Öte yandan ABD emperyalizminin akıl hocaları, esas sorunun ve esas düşmanın Çin olduğunu söylüyorlar. Emperyalist rejimin imkanlarını buna göre kullanması ve savaş aygıtının yeni duruma uygun bir konumlanma içinde olması gerektiğini hatırlatıyorlar. Daha “şahin” olan kanat ise, Çin’le savaşın kaçınılmaz olduğunu iddia ediyor. Buna rağmen Biden, Çin liderini değil, Putin’i hedef alan provokatif açıklamalardan vazgeçmiyor.
Bu küstahça açıklamalar, Rusya’nın ABD için “kolay lokma” olduğu anlamına mı geliyor? Rusya’nın izlediği politikaya bakıldığında durumun öyle olmadığı anlaşılıyor. Zira ABD-NATO ittifakının Rusya’yı kuşatma pervasızlığına karşı Putin yönetiminin geliştirdiği politika, hiç de alttan alan bir görünüm sergilemiyor. Rusya ne Gürcistan ne Suriye ne Ukrayna ne Kırım konusunda ABD’nin beklediği geri adımları attı. ABD’ye karşı kullanılan dil çoğunlukla ihtiyatlı olsa da Rusya pratikte çıkarlarını koruma konusunda kararlı olduğunu göstermekten de geri durmuyor.
Sataşmalara verdiği yanıtlara bakılırsa, Putin, Biden’ın provokatif açıklamalarına “ısıracak köpek havlamaz” muamelesi yapıyor. ABD için “ortaklarımız” ifadesi kullanan Putin yönetimi, Biden yönetimini uluslararası anlaşmalara uymaya çağırıyor. ABD ile “aşık atma” tutumundan kaçınan Rusya, Washington’dakilere her fırsatta “Tek kutuplu dönem kapanmıştır” tezini hatırlatıyor. Beyaz Sarayın akıl hocalarına dünyada güç dengelerinin değiştiğini hatırlatan açıklamaları diplomatik bir dille tekrarlıyor.
Putin’in soğukkanlı tutumu ve Moskova yönetiminin buna uygun bir duruş sergilemesi, Biden’ı agresifleştiriyormuş gibi bir izlenim var. Zira sataşma ve provokatif açıklama ve girişimlere rağmen hegemonya çatışmasının seyri değişmiyor. Bu ise ABD’nin etkisinin zayıflamaya devam etmesi anlamına geliyor. Biden’ın hırçınlığının bir sebebi de bu gidişatı değiştirme gücünden yoksun olmasıdır. Bundan dolayı olsa gerek, ortada bunu gerektirecek bir şey olmamasına rağmen sözü savaşa getirerek şu sözleri de sarf etti:
“Eğer büyük bir güçle savaşa girersek, gerçek silahların kullanıldığı bir savaşı kast ediyorum, bunun çok büyük sonuçlar doğuran bir siber saldırı sonucu olma ihtimalinin hiç olmadığı kadar yüksek olduğunu düşünüyorum”

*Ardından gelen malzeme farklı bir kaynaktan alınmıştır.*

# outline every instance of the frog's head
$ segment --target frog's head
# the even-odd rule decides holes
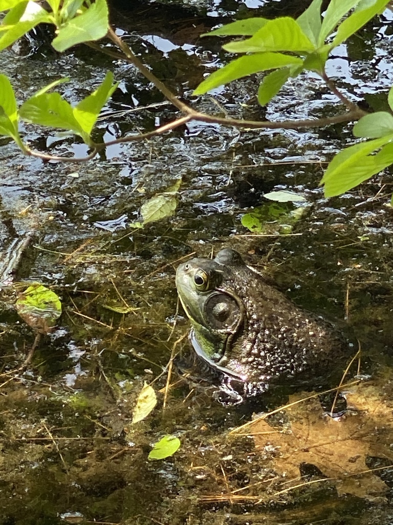
[[[246,269],[239,254],[225,248],[214,259],[192,259],[176,272],[179,297],[193,327],[194,348],[215,366],[226,361],[244,328],[245,309],[234,280],[241,279]]]

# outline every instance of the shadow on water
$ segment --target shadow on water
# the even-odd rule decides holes
[[[265,0],[167,3],[138,2],[128,14],[116,4],[113,19],[155,74],[186,98],[206,69],[228,58],[220,43],[199,34],[234,17],[301,9],[293,2]],[[391,18],[387,12],[370,22],[329,64],[344,92],[376,110],[393,80]],[[174,117],[133,68],[82,47],[59,56],[42,30],[0,55],[2,70],[18,79],[21,99],[59,70],[71,70],[70,81],[59,89],[77,101],[110,69],[120,85],[107,112],[119,113],[100,120],[97,138],[151,130]],[[267,109],[257,106],[254,92],[252,80],[238,81],[194,103],[206,112],[218,107],[272,120],[323,117],[336,103],[312,76],[292,81]],[[53,154],[86,154],[73,138],[33,126],[22,131],[32,146]],[[382,467],[393,463],[393,218],[386,205],[391,174],[329,200],[318,186],[325,163],[351,139],[350,127],[341,125],[257,133],[193,123],[152,140],[111,146],[98,161],[67,164],[23,157],[0,139],[2,523],[390,522],[393,481]],[[130,226],[144,203],[180,181],[176,215],[143,228]],[[291,226],[296,235],[281,235],[274,219],[271,236],[252,233],[242,217],[266,204],[264,193],[279,188],[305,197]],[[296,486],[286,485],[273,460],[282,444],[275,446],[272,437],[256,448],[246,433],[228,434],[254,411],[286,403],[287,393],[235,407],[220,405],[213,387],[176,368],[167,384],[171,355],[190,351],[180,307],[176,317],[176,269],[193,254],[209,257],[225,246],[297,304],[349,324],[361,342],[360,372],[372,376],[365,384],[374,390],[368,387],[368,405],[358,393],[355,408],[367,416],[362,424],[380,453],[369,444],[357,456],[355,444],[346,460],[380,469],[367,478],[370,491],[344,494],[336,480],[321,481],[323,469],[303,464]],[[16,313],[16,285],[37,281],[61,297],[63,313],[27,369],[19,370],[35,334]],[[319,386],[312,381],[309,391]],[[145,381],[153,382],[158,404],[133,425]],[[290,414],[283,414],[273,426],[287,424]],[[179,450],[148,460],[152,444],[167,434],[180,438]]]

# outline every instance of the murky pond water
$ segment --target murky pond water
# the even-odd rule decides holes
[[[141,4],[128,13],[117,6],[113,15],[119,34],[186,99],[205,70],[227,59],[219,42],[200,40],[200,33],[247,13],[301,10],[283,1],[206,3]],[[386,11],[328,64],[344,92],[374,109],[383,107],[393,83],[392,19]],[[121,83],[107,113],[119,113],[100,120],[97,138],[150,131],[176,116],[134,68],[83,47],[59,56],[45,40],[44,33],[0,54],[2,70],[21,101],[67,72],[64,94],[79,100],[111,69]],[[289,83],[267,110],[257,106],[254,89],[251,80],[236,82],[193,103],[206,112],[272,120],[323,117],[336,104],[312,76]],[[23,131],[37,149],[86,153],[73,138],[32,126]],[[24,157],[0,138],[2,523],[390,522],[393,481],[381,467],[393,464],[393,215],[386,205],[391,172],[334,198],[325,199],[318,186],[332,153],[351,139],[349,125],[257,132],[194,123],[111,146],[99,160],[66,164]],[[144,203],[179,182],[174,215],[132,227]],[[264,193],[280,188],[306,198],[291,234],[272,219],[266,235],[243,226],[245,214],[267,205]],[[286,403],[282,393],[223,406],[213,400],[214,387],[169,366],[171,356],[180,352],[181,362],[190,353],[189,323],[177,306],[176,267],[191,254],[209,257],[228,246],[297,304],[350,325],[361,342],[359,372],[372,381],[364,383],[368,390],[356,391],[354,411],[366,416],[362,424],[373,439],[368,448],[356,436],[351,441],[340,434],[339,440],[352,447],[343,445],[345,460],[380,470],[365,481],[355,477],[356,489],[347,484],[344,490],[333,475],[321,482],[323,468],[313,470],[304,456],[297,481],[289,483],[272,462],[282,443],[272,437],[256,448],[246,431],[228,433],[253,411]],[[63,313],[24,370],[35,336],[14,304],[19,285],[32,281],[56,291]],[[158,404],[133,425],[145,381]],[[318,385],[310,379],[309,386]],[[308,406],[305,414],[284,416],[311,428],[308,414],[315,408]],[[180,438],[179,450],[148,460],[152,444],[166,434]],[[303,452],[311,448],[302,446]],[[338,460],[331,457],[330,463]]]

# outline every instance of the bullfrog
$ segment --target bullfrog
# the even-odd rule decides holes
[[[233,404],[272,384],[326,375],[348,354],[330,323],[295,305],[231,248],[181,264],[176,286],[193,349]]]

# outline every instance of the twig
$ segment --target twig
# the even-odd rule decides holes
[[[60,452],[60,449],[59,448],[59,445],[57,444],[57,443],[56,443],[56,440],[54,439],[54,438],[53,437],[53,436],[51,434],[50,430],[49,430],[49,429],[48,428],[48,427],[45,424],[45,421],[41,421],[41,422],[42,424],[42,425],[43,425],[44,428],[45,428],[45,430],[48,433],[48,436],[49,436],[49,437],[52,440],[52,442],[53,442],[53,445],[56,447],[56,450],[57,450],[58,454],[60,456],[60,459],[61,459],[61,461],[62,461],[63,465],[64,465],[64,469],[66,470],[66,472],[68,474],[68,467],[67,467],[67,464],[66,463],[66,461],[64,460],[64,458],[63,457],[62,454]]]
[[[339,397],[339,394],[340,393],[339,390],[341,388],[341,387],[343,385],[343,383],[344,383],[344,381],[345,379],[345,377],[346,376],[346,374],[348,373],[348,371],[351,368],[351,366],[352,365],[352,363],[354,362],[354,361],[355,361],[355,360],[357,358],[358,358],[358,357],[360,356],[361,348],[360,341],[358,340],[358,341],[357,341],[357,344],[359,345],[358,350],[357,352],[356,353],[356,354],[352,358],[352,359],[351,360],[351,361],[349,362],[349,364],[348,364],[348,366],[345,369],[345,371],[344,372],[344,373],[343,374],[343,376],[341,378],[341,381],[340,382],[340,384],[339,384],[339,386],[337,387],[337,389],[336,391],[336,395],[334,396],[334,399],[333,400],[333,404],[332,405],[332,408],[331,408],[331,409],[330,410],[330,417],[333,417],[333,412],[334,411],[334,407],[335,406],[336,402],[337,401],[337,398]]]

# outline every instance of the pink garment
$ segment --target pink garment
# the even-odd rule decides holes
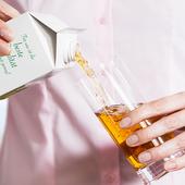
[[[51,13],[72,27],[87,28],[79,40],[90,61],[112,61],[110,0],[9,2],[22,12]],[[122,9],[121,1],[115,2],[113,7]],[[128,1],[124,3],[126,9]],[[134,64],[131,61],[131,66]],[[10,99],[0,185],[141,185],[78,95],[73,75],[76,71],[64,70]],[[181,185],[180,177],[183,180],[181,172],[155,184]]]

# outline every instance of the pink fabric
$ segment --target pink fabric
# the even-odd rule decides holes
[[[51,13],[72,27],[87,28],[79,38],[88,58],[112,61],[110,0],[8,2],[22,12]],[[128,2],[124,3],[126,9]],[[62,71],[10,99],[0,155],[0,185],[141,185],[78,95],[76,71]],[[171,174],[155,184],[181,185],[180,176],[183,178],[181,173]]]

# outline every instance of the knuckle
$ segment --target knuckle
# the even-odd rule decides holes
[[[153,101],[149,106],[152,113],[160,114],[162,112],[162,104],[160,100]]]
[[[169,118],[169,116],[165,116],[165,118],[161,119],[161,122],[163,124],[163,127],[168,132],[176,130],[176,127],[178,125],[177,119]]]
[[[151,149],[150,152],[152,155],[152,158],[156,160],[164,158],[164,153],[162,152],[161,147],[155,147]]]

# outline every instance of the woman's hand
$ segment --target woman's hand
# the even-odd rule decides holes
[[[4,1],[0,1],[0,55],[10,54],[10,42],[13,40],[13,33],[5,24],[7,21],[18,15],[18,12]]]
[[[121,122],[122,127],[132,126],[146,119],[157,115],[165,115],[156,121],[152,125],[139,130],[126,139],[131,147],[148,143],[153,138],[171,133],[185,126],[185,92],[169,96],[149,103],[145,103],[132,111],[127,118]],[[143,163],[150,163],[166,158],[177,151],[185,149],[185,132],[165,141],[161,146],[151,148],[138,156]],[[164,164],[165,170],[175,171],[185,168],[185,156],[171,159]]]

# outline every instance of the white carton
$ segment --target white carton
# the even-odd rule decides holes
[[[67,61],[75,52],[77,38],[60,20],[27,12],[8,25],[15,38],[11,54],[0,57],[0,97],[53,70],[71,65]]]

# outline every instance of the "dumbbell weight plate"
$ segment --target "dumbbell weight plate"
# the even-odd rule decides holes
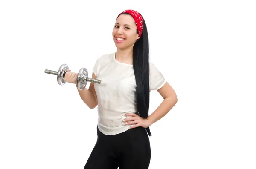
[[[88,77],[88,71],[86,68],[81,68],[78,72],[77,77],[77,87],[79,90],[83,90],[85,88],[87,81],[85,80]]]
[[[58,72],[57,80],[58,83],[60,85],[64,85],[66,81],[63,77],[63,74],[68,69],[68,66],[66,64],[61,66]]]

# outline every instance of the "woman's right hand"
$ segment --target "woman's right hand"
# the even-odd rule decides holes
[[[70,70],[67,70],[64,79],[67,82],[76,84],[78,76],[78,73],[72,72]]]

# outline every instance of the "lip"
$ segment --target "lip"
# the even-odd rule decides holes
[[[115,37],[115,39],[116,39],[116,42],[118,43],[121,43],[123,42],[123,41],[124,41],[126,39],[125,38],[124,38],[123,37]],[[119,40],[117,39],[116,39],[116,38],[119,37],[119,38],[122,38],[124,39],[124,40]]]

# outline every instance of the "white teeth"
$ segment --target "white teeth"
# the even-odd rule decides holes
[[[120,37],[116,37],[116,39],[118,40],[124,40],[125,39],[120,38]]]

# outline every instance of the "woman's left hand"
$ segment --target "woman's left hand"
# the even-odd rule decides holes
[[[131,126],[130,128],[134,128],[139,126],[144,128],[149,127],[151,123],[148,120],[147,118],[143,118],[139,115],[135,113],[127,113],[125,115],[126,117],[130,117],[129,118],[126,118],[124,120],[123,122],[125,123],[125,125]]]

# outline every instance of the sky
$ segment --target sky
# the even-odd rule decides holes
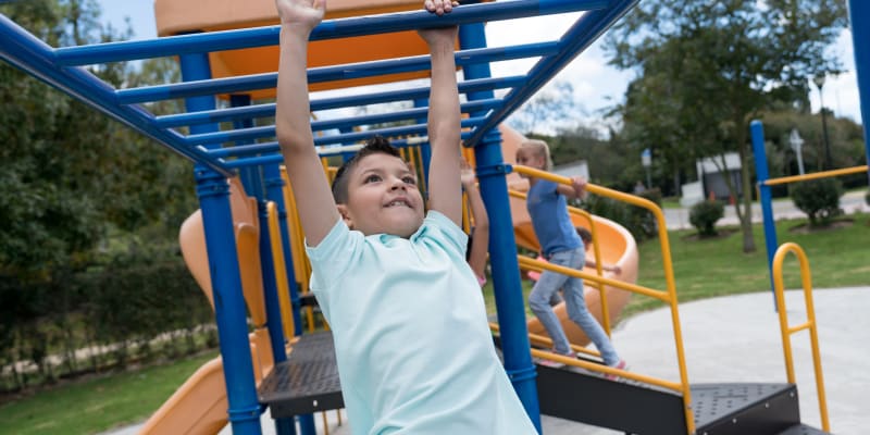
[[[244,0],[239,0],[244,1]],[[157,37],[153,0],[98,0],[102,7],[102,20],[112,23],[116,28],[124,28],[124,18],[129,17],[134,39]],[[489,47],[529,44],[540,40],[552,40],[574,21],[577,14],[550,15],[543,17],[493,22],[486,25],[486,38]],[[520,28],[522,32],[518,32]],[[537,35],[537,38],[530,38]],[[623,101],[625,88],[634,77],[633,72],[620,71],[607,65],[607,58],[600,49],[604,38],[593,44],[573,62],[562,70],[543,91],[556,82],[568,82],[573,86],[576,101],[582,104],[585,125],[601,122],[600,112]],[[832,46],[831,54],[836,55],[845,69],[845,73],[836,77],[828,77],[822,87],[822,99],[825,108],[837,116],[846,116],[856,122],[861,121],[858,101],[858,86],[855,75],[855,62],[852,51],[852,35],[848,30]],[[525,73],[534,59],[510,62],[497,62],[492,65],[494,76]],[[810,84],[810,103],[812,110],[819,110],[819,91]]]

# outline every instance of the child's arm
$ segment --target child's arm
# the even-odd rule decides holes
[[[474,216],[474,243],[471,244],[469,265],[477,277],[486,276],[486,253],[489,251],[489,215],[477,187],[474,186],[474,171],[465,161],[462,165],[462,187],[469,196],[471,214]]]
[[[586,196],[586,178],[575,176],[571,177],[571,186],[559,184],[556,191],[562,194],[568,199],[583,199]]]
[[[308,38],[325,0],[275,0],[281,16],[275,130],[309,246],[318,246],[340,219],[311,134],[306,59]]]
[[[426,0],[426,10],[450,12],[450,0]],[[457,225],[462,222],[462,191],[459,185],[460,113],[456,83],[453,44],[457,27],[420,30],[432,58],[428,141],[432,145],[428,194],[430,209],[438,211]]]

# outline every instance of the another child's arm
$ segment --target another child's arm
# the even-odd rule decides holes
[[[275,0],[281,17],[275,130],[309,246],[318,246],[340,219],[314,149],[306,59],[311,30],[323,20],[325,0]]]
[[[426,0],[432,13],[450,12],[450,0]],[[430,209],[438,211],[457,225],[462,222],[462,191],[459,185],[460,112],[456,82],[453,44],[457,27],[420,30],[432,59],[432,88],[427,120],[432,145],[428,192]]]
[[[583,199],[586,196],[586,178],[581,176],[571,177],[571,186],[559,184],[556,191],[564,195],[568,199]]]
[[[486,276],[486,253],[489,251],[489,215],[486,214],[486,207],[477,187],[474,186],[474,171],[463,160],[462,187],[469,196],[471,203],[471,214],[474,216],[474,243],[471,244],[469,252],[469,265],[477,277]]]

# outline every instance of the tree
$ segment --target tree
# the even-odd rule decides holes
[[[508,123],[525,135],[540,135],[575,126],[581,112],[574,87],[568,82],[556,82],[551,90],[545,89],[523,104]]]
[[[807,77],[840,70],[824,49],[846,24],[844,0],[656,0],[638,3],[607,37],[611,63],[641,72],[644,86],[635,89],[656,85],[668,97],[637,109],[656,115],[635,127],[656,132],[658,121],[679,117],[670,140],[655,133],[660,150],[739,154],[742,203],[734,208],[746,252],[755,250],[748,123],[776,101],[806,100]],[[626,104],[652,100],[635,96]],[[729,189],[738,197],[730,179]]]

Rusya kaynaklı siber saldırıların ABD’de bazı hassas kurumları hedef aldığına dair tartışmalar yıllardan beri devam ediyor. Rusya’nın ABD seçimlerine müdahale ettiğine dair iddialar da var. Putin yönetimi ise bu iddiaları reddediyor ve ABD’nin somut delil göstermesini istiyor. Tabii bu konuda somut delil gösteremeyen Biden, “gerçek silahlarla büyük bir güçle savaş olabileceğini” söylüyor.
Rusya’yı hedef alan bu sözlerin Putin yönetimini korkutması beklenmiyor. ABD’nin yeni silahlar geliştirip tehditler savurması, başka ülkelerin yanı sıra Rusya’yı da daha çok silahlanmaya itiyor. Bu bağlamda Biden’ın tehditleri pratikte gerçekleşmese bile, güncel planda silahlanma yarışını körüklüyor, gelecek açısından ise çatışma riskini arttırıyor.